Coherent propagation of quasiparticles in topological spin liquids at finite temperature

The appearance of quasiparticle excitations with fractional statistics is a remarkable defining trait of topologically ordered systems. In this work we investigate the experimentally relevant finite-temperature regime in which one species of quasiparticle acts as a stochastic background for another, more energetically costly species that hops coherently across the lattice. The nontrivial statistical angle between the two species leads to interference effects that we study using a combination of numerical and analytical tools. In the limit of self-retracing paths, we are able to use a Bethe lattice approximation to construct exact analytical expressions for the time evolution of the site-resolved density profile of a spinon initially confined to a single site. Our results help us to understand the temperature-dependent crossover from ballistic to quantum (sub-) diffusive behavior as a consequence of destructive interference between lattice walks.
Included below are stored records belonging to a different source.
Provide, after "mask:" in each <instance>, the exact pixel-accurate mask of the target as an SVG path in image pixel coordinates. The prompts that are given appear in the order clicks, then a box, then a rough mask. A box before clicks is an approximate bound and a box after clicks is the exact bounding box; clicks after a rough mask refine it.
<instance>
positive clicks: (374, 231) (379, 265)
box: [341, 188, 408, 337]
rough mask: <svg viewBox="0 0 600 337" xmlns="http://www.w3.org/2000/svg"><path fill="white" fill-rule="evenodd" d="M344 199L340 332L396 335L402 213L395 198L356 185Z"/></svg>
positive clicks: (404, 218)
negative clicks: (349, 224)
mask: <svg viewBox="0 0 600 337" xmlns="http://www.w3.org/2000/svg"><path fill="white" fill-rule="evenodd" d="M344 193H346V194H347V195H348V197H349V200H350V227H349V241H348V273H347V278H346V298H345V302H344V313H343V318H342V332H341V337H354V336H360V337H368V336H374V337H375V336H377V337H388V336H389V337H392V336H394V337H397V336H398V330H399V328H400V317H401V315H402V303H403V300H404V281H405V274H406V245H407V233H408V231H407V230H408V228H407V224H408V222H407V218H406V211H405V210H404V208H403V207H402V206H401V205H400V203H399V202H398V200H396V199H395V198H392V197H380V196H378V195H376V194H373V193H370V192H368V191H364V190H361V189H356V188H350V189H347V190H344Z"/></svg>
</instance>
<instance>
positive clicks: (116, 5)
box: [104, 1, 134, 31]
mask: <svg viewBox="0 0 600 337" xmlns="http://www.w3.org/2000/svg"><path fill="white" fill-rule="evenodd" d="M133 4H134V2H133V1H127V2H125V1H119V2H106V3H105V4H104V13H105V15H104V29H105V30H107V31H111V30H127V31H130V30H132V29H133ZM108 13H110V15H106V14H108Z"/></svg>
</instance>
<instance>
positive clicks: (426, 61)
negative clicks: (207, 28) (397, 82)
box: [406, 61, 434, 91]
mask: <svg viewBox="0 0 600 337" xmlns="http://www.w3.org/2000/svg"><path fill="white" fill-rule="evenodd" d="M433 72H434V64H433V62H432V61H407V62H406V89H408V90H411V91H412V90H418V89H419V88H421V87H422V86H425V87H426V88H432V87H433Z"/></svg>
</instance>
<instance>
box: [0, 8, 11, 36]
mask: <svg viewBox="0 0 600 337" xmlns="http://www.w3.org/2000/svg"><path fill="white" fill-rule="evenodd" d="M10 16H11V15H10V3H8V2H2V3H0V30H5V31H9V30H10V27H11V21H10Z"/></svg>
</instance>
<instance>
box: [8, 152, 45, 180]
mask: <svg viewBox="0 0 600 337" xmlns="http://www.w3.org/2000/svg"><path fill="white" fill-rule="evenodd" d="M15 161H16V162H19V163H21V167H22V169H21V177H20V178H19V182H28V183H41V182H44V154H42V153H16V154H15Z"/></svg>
The subdiffusive behavior is most pronounced in the case of semionic mutual statistics, and it may be ascribed to the localized nature of the effective tight-binding description, an effect that is not captured by the Bethe lattice mapping. In addition to quantum spin liquids, our results are directly applicable to the dynamics of isolated holes in the large-U limit of the Hubbard model, relevant to ultracold atomic experiments. A recent proposal to implement Z(2) topologically ordered Hamiltonians using quantum annealers provides a further exciting avenue to test our results.